The most important observation is the significant increase in Hb concentration with every 300-meter increase in residential altitude. Remarkably, Mabel Purefoy FitzGerald speculated >110 years ago that small altitude changes affect Hb serum, but the number of measurements (including her own blood!) was too low to reach statistical significance.10 In contrast to World Health Organization and Centers for Disease Control and Prevention studies on Hb adjustment,11 we found a significant change in Hb concentrations below 1000 masl (supplemental Table 4). Although we observed that Hb increases from one altitude level of 300 masl to the next, another recent study models an almost linear increase of 3 g/L for every 500-meter increase in altitude between 1 and 2000 masl.5 The differences may be due to the narrower study population in our case (only young men in Switzerland), decreasing sample size at altitudes ≥1500 masl, and the fine-grained modeling.

Because Hb concentrations are primarily regulated by the cellular oxygen sensor mechanism involving the prolyl-hydroxylase-2–hypoxia-inducible factor-2 (HIF-2)–erythropoietin (Epo) axis,12 our observation implies that the oxygen sensor is very precise, enabling detection of even subtle changes in oxygen at low to moderate altitude. We hypothesize that the oxygen-sensing mechanism did not originally evolve to increase red blood cell production by increasing Epo synthesis. The observations that Epo and its receptor are expressed in mouse and human brains in an oxygen-dependent manner,13,14 Epo exerts neuroprotective effects,15,16 and cerebral Epo improves exercise performance in mice17 might point toward Epo’s function in enhancing cognitive and physical performance in conditions of oxygen deprivation, as it occurs at sea level upon (menstrual or accidental) blood loss. We hypothesize that, in hypoxic conditions, this precise oxygen sensor was originally thought to enhance Epo synthesis for neuroprotection and -regeneration and was later reused to increase erythropoiesis.

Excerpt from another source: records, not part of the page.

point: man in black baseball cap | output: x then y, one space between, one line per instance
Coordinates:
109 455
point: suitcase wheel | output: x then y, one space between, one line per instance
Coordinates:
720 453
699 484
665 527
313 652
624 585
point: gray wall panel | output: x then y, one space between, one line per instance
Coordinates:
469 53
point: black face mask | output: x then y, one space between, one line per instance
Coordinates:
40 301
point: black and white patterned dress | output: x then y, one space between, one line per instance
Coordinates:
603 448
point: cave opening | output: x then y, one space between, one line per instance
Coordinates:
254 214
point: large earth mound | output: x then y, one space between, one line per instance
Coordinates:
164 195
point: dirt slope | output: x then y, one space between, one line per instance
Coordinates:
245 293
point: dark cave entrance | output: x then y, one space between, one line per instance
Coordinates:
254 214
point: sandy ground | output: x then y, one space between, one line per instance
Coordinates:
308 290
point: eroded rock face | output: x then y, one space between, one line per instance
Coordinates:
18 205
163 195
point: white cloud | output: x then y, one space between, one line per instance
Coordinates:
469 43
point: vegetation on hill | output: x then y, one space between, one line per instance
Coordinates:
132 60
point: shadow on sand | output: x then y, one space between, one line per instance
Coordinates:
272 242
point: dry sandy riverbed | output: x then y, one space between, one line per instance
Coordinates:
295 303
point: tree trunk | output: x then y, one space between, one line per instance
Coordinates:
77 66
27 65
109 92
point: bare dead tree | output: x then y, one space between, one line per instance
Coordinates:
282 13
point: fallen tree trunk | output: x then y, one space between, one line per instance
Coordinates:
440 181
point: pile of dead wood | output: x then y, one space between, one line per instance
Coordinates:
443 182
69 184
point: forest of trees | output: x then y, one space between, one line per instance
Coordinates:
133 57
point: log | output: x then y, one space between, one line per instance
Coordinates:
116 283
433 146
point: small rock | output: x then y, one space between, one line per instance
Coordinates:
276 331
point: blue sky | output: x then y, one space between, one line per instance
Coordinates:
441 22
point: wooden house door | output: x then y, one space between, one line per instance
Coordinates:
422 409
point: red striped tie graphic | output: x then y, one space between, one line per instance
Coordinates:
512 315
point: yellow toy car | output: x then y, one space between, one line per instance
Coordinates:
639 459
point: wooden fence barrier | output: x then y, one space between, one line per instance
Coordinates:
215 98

This study provides the first evidence that blood ferritin levels increase with altitude (by a maximum of 16.83% for conscripts living at <300 masl to those living at >1800 masl) in an Hb-independent manner. We expected that increased erythropoiesis leading to elevated Hb concentrations requires more iron that is supplied by dietary absorption and mobilization from iron stores.18 Consequently, we hypothesized that ferritin concentrations would directly correlate with elevated Hb. But this was not the case. We explain this phenomenon by the presence of the oxygen-sensing pathway in duodenal enterocytes, which acts independently of Hb concentrations. Accordingly, HIF-2 activity increases with low oxygenation in duodenal enterocytes to activate dietary iron absorption and iron release to the circulation. It does so by activating transcription of dimetal transporter-1, an iron transporter at the apical side of the enterocyte, as well as of ferroportin, an iron exporter releasing iron into the circulation at the basolateral side.12 Thus, enterocytes sense oxygen partial pressure and supply more iron when oxygen levels drop. Although Hb concentrations are not directly involved in this process, a direct cross talk occurs between the expression of the iron hormone hepcidin in the liver and HIF-2α expressed in duodenal cells. Hepcidin-mediated ferroportin degradation in enterocytes controls HIF-2α levels in a cell-autonomous manner, thereby determining the availability of iron required for the oxygen sensor prolyl-hydroxylase-2 to function.19 Our finding suggests that, in addition to the adaptation of Hb concentrations, certain mechanisms increase iron stores, depending upon altitude exposure.

In summary, even very modest increases in residential altitude significantly increase blood Hb and ferritin values in young men. Thus, altitude should be considered when defining the Hb threshold for anemia, even for populations living at <1500 masl. Because there appear to be different mechanisms of adaptation to high altitude in different populations,3 future analysis of Hb concentrations (and other physiological parameters) in populations living at low to moderate altitude, as well as studies on underlying mechanisms of adaption, is required to provide adequate thresholds.

Supplementary Material

The online version of this article contains a data supplement.

Acknowledgments

The authors thank Andreas Stettbacher, Surgeon General of the Swiss Armed Forces, for providing individual conscription data, as well as Katarina Matthes, Sabine Güsewell, Franz Frey, Tiziano Angelelli, Adrian Trapp, and Rock G. Arten for helpful comments. The authors also thank the Swiss Federal Office of Statistics and the Swiss National Cohort (SNC) for providing the altitude information for the source populations of the area units.

This work was supported by the Swiss Federal Office of Public Health (K.S.), the Mäxi Foundation (F.R.), the Swiss National Science Foundation (M.G.), and the German Research Foundation (Deutsche Forschungsgemeinschaft, SFB1036 and SFB1118) (M.U.M.).

Footnotes

For altitude-related matters, please contact Max Gassmann (maxg@access.uzh.ch).

Authorship

Contribution: K.S., F.R., and M.H. had the initial idea for the project; K.S. and F.R. obtained data from the Swiss Armed Forces; K.S., M.G., M.Z., R.P., and M.U.M. designed the data presentation; M.Z. and R.P. prepared the SNC altitude data; K.S. analyzed data; K.S. and M.G. wrote the first draft of the manuscript; N.N.G. provided valuable research assistance; and all authors conceived the presentation of the data and contributed to the final version of the manuscript.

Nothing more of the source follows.